Yeah, they were supposed to hire someone else who is to be missing brother of Alan and Charlie.

Also, the new rumor says that CBS offered Charlie his old job and returning to 2 and a half men. I heard on today's Nova news.


----------



## Asabi (Mar 17, 2011)

I heard that, too (i.e. Charlie Sheen may be offered his old job on the show). That would be awesome. I'd hate to see that show end or some other half rate, two bit, washed up actor stepping in to fill his shoes. He's the best!!


----------



## gpoau (Mar 11, 2011)

Brilliant show but I've noticed in the new series Alan seems to be getting more air time.
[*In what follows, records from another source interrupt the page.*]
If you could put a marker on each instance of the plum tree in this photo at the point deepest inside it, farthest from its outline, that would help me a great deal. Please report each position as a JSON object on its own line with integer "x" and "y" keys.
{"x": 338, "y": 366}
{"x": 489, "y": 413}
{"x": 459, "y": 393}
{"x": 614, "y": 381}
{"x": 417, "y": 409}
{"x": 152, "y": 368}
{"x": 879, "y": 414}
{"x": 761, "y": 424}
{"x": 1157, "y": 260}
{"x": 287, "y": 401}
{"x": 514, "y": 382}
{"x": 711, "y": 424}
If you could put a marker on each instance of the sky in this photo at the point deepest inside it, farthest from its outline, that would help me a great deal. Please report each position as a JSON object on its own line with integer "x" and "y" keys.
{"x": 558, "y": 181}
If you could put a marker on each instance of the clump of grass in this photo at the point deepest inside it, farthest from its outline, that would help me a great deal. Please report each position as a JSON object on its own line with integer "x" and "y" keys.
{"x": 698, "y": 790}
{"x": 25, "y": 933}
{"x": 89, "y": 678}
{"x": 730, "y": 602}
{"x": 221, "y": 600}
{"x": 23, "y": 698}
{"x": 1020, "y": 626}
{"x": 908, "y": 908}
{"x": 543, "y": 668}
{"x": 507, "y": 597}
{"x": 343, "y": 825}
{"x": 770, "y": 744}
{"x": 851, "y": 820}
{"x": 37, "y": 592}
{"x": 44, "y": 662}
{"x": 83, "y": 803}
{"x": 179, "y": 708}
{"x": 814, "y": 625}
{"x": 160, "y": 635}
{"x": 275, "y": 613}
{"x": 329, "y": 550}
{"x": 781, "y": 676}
Perhaps the writing was on the wall for Charlie then with the producers.


----------



## sikander (Apr 5, 2011)

It was the comedy series ever to go on air . I would be really sad when it ends and of course charlie sheen who was paid 1 million dollar per episode .


----------



## GeorgeR (May 5, 2011)

Charlie really lost it this year, and his US tour is tanking - people are buying tickets just to boo him!


----------



## LOOK IN (May 11, 2011)

I heard he's been offered a new show already. Also they plan to Reboot the series with a whole new cast.


----------



## Elearning Courses (Jun 2, 2011)

Not a whole new cast but just Charlie's replacement I think. I don't really know on how the show will go on without him. One thing I don't know more is how in the world does he look that normal on air and that freaky when not on air. it is really sad on how addictive things can turn a persons life upside down. there are news that he is offered some sitcoms out there, I hope he get himself back and be ok again.


----------



## Ronan20 (Jun 21, 2011)

Ashton Kutcher, the other half of Demi Moore, took Charlie Sheen's place on Two and a Half Men.


----------



## jeremyh (Mar 31, 2011)

*Tv Freak*

Yeah this is true that Charlie Sheen left the show but Two and a half men canceled is not true. They are making the season 9 with Ashton Kutcher replacing Charlie Sheen and other casts remains the same.


----------